Dan's views on current events, popular culture, and other topics of interest.

Name:
Location: United States

I'm now on Twitter: http://twitter.com/Racnad

Friday, December 03, 2004

A Common Sense Approach to Election Recounts

The point of doing a recount should be to get the most accurately count possible. Here's a common-sense approach on how to do it.

Machines are going to count more accurately than people, for the ballots that machines are able to count. The recount for machines readable ballots should be by machine, and any ballots that cannot be counted by machine should be examined by people to determine if the intent of the voter is discernable. The examination should be done by a two person team representing the parties of the two candidates in contention. If the democrat and the republican representative agree that the voter intended to vote for a specific candidate, did not vote on the race in question, or did not mark the ballot in a conclusive manner, then the ballot should be counted that way. There should be no alteration of the ballots except for the initials of the two examiners and how they agreed the ballot should be counted.

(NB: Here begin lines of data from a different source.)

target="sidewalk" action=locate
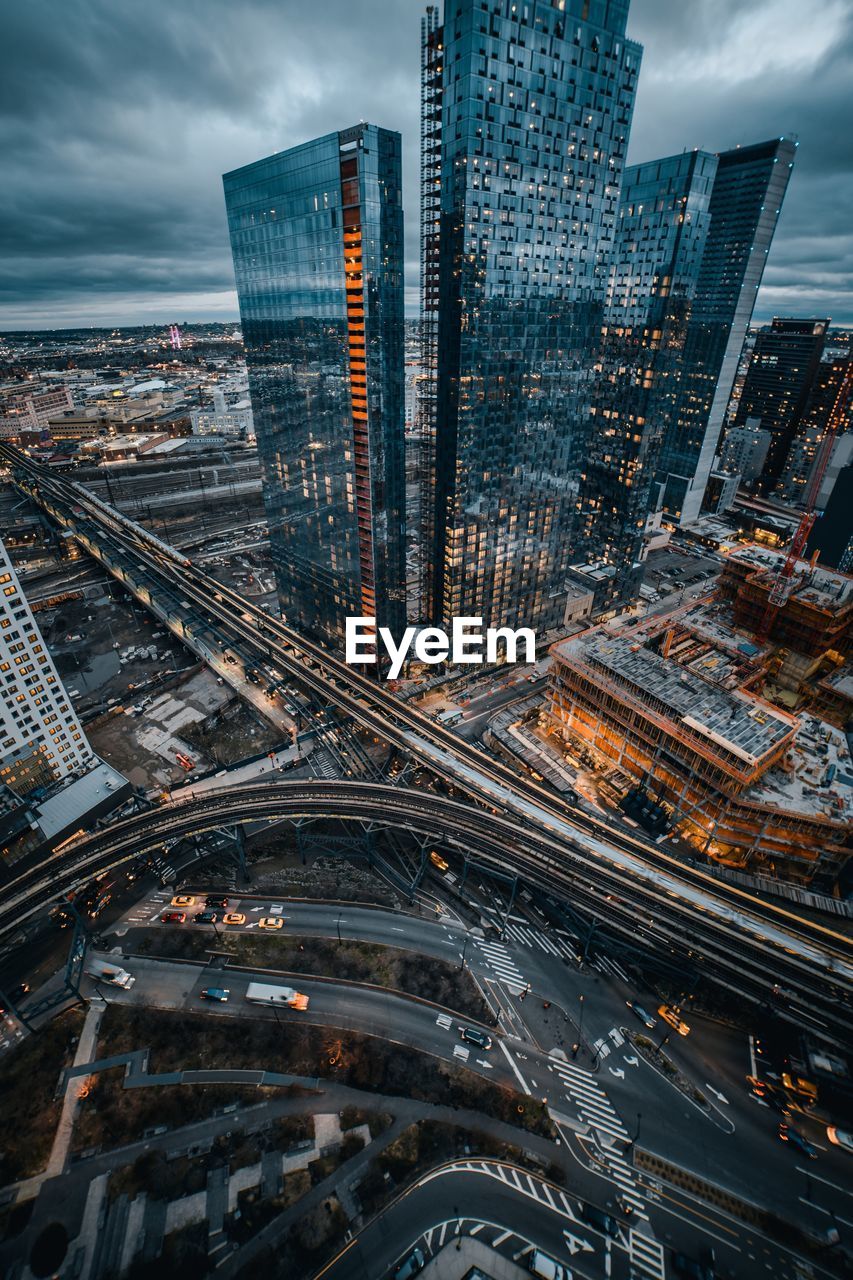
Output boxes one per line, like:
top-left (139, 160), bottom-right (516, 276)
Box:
top-left (45, 998), bottom-right (106, 1179)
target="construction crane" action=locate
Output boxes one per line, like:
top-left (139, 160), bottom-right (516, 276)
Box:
top-left (756, 361), bottom-right (853, 641)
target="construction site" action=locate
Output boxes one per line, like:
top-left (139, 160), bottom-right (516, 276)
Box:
top-left (548, 551), bottom-right (852, 888)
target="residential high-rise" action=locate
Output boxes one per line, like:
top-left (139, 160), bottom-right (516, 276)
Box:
top-left (778, 356), bottom-right (853, 506)
top-left (731, 316), bottom-right (828, 489)
top-left (0, 539), bottom-right (96, 794)
top-left (223, 124), bottom-right (407, 649)
top-left (573, 149), bottom-right (717, 603)
top-left (656, 139), bottom-right (796, 524)
top-left (419, 0), bottom-right (642, 631)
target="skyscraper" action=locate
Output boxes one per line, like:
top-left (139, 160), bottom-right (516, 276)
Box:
top-left (732, 316), bottom-right (829, 487)
top-left (419, 0), bottom-right (642, 632)
top-left (0, 538), bottom-right (96, 794)
top-left (223, 124), bottom-right (406, 649)
top-left (656, 138), bottom-right (796, 524)
top-left (574, 148), bottom-right (717, 603)
top-left (778, 355), bottom-right (853, 506)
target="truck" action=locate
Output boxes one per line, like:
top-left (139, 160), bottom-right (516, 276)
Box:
top-left (245, 982), bottom-right (309, 1011)
top-left (85, 956), bottom-right (135, 989)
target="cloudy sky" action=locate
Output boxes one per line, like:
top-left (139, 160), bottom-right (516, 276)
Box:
top-left (1, 0), bottom-right (850, 331)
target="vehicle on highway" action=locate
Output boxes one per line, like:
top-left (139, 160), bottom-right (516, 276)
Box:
top-left (161, 911), bottom-right (186, 924)
top-left (658, 1004), bottom-right (690, 1036)
top-left (259, 917), bottom-right (284, 930)
top-left (458, 1026), bottom-right (492, 1050)
top-left (245, 668), bottom-right (261, 685)
top-left (529, 1248), bottom-right (571, 1279)
top-left (85, 958), bottom-right (135, 989)
top-left (579, 1203), bottom-right (619, 1238)
top-left (778, 1122), bottom-right (818, 1159)
top-left (393, 1246), bottom-right (425, 1279)
top-left (781, 1071), bottom-right (818, 1107)
top-left (194, 910), bottom-right (219, 925)
top-left (429, 850), bottom-right (449, 872)
top-left (223, 912), bottom-right (246, 926)
top-left (245, 982), bottom-right (309, 1010)
top-left (171, 895), bottom-right (195, 907)
top-left (205, 895), bottom-right (229, 909)
top-left (200, 988), bottom-right (230, 1002)
top-left (827, 1126), bottom-right (853, 1152)
top-left (626, 1000), bottom-right (656, 1030)
top-left (671, 1251), bottom-right (713, 1280)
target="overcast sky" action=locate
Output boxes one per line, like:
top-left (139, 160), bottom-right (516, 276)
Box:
top-left (0, 0), bottom-right (850, 331)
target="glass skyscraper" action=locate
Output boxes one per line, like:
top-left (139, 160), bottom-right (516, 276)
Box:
top-left (223, 124), bottom-right (406, 649)
top-left (573, 148), bottom-right (718, 604)
top-left (732, 316), bottom-right (829, 488)
top-left (655, 138), bottom-right (796, 523)
top-left (419, 0), bottom-right (642, 631)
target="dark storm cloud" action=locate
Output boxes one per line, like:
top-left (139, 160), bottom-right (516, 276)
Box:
top-left (0, 0), bottom-right (849, 328)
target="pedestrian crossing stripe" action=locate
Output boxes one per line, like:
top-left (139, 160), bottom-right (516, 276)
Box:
top-left (629, 1229), bottom-right (666, 1278)
top-left (436, 1013), bottom-right (453, 1029)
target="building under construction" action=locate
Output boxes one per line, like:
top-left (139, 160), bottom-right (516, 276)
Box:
top-left (549, 618), bottom-right (851, 886)
top-left (718, 544), bottom-right (852, 659)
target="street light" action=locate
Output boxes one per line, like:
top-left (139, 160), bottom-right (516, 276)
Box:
top-left (336, 912), bottom-right (342, 944)
top-left (572, 993), bottom-right (585, 1060)
top-left (460, 931), bottom-right (470, 971)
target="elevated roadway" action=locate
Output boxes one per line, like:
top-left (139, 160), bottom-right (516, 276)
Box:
top-left (2, 445), bottom-right (851, 1040)
top-left (0, 779), bottom-right (851, 1040)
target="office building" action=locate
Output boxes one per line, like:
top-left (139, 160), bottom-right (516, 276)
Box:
top-left (223, 124), bottom-right (407, 649)
top-left (732, 317), bottom-right (829, 486)
top-left (656, 139), bottom-right (796, 524)
top-left (574, 149), bottom-right (717, 602)
top-left (419, 0), bottom-right (642, 630)
top-left (718, 420), bottom-right (772, 484)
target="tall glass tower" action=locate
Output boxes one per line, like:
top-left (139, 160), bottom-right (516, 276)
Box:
top-left (223, 124), bottom-right (406, 649)
top-left (655, 138), bottom-right (796, 523)
top-left (574, 148), bottom-right (718, 604)
top-left (419, 0), bottom-right (642, 631)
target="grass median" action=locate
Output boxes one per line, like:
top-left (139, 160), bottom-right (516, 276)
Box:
top-left (94, 1005), bottom-right (553, 1139)
top-left (135, 928), bottom-right (492, 1022)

Recounts should include all ballots cast in the race, not specific counties or percents, as any geographic selective recounting will favor one candidate or the other and will not create the most accurate possible count. There should not be incremental or country-by-county results announced. All results of the hand count should be secret until the entire process is complete. Having a daily "horse race" of announced results only creates a media circus and increase the likely hood for lawsuits to interfere with the process.

This way, there is only one recount. It will represent the most accurate count possible, so unless a box of uncounted ballots is discovered, there is no reason for further recounts. This is what should have happened in Florida in 2000, and what Washington should have been doing in the past month.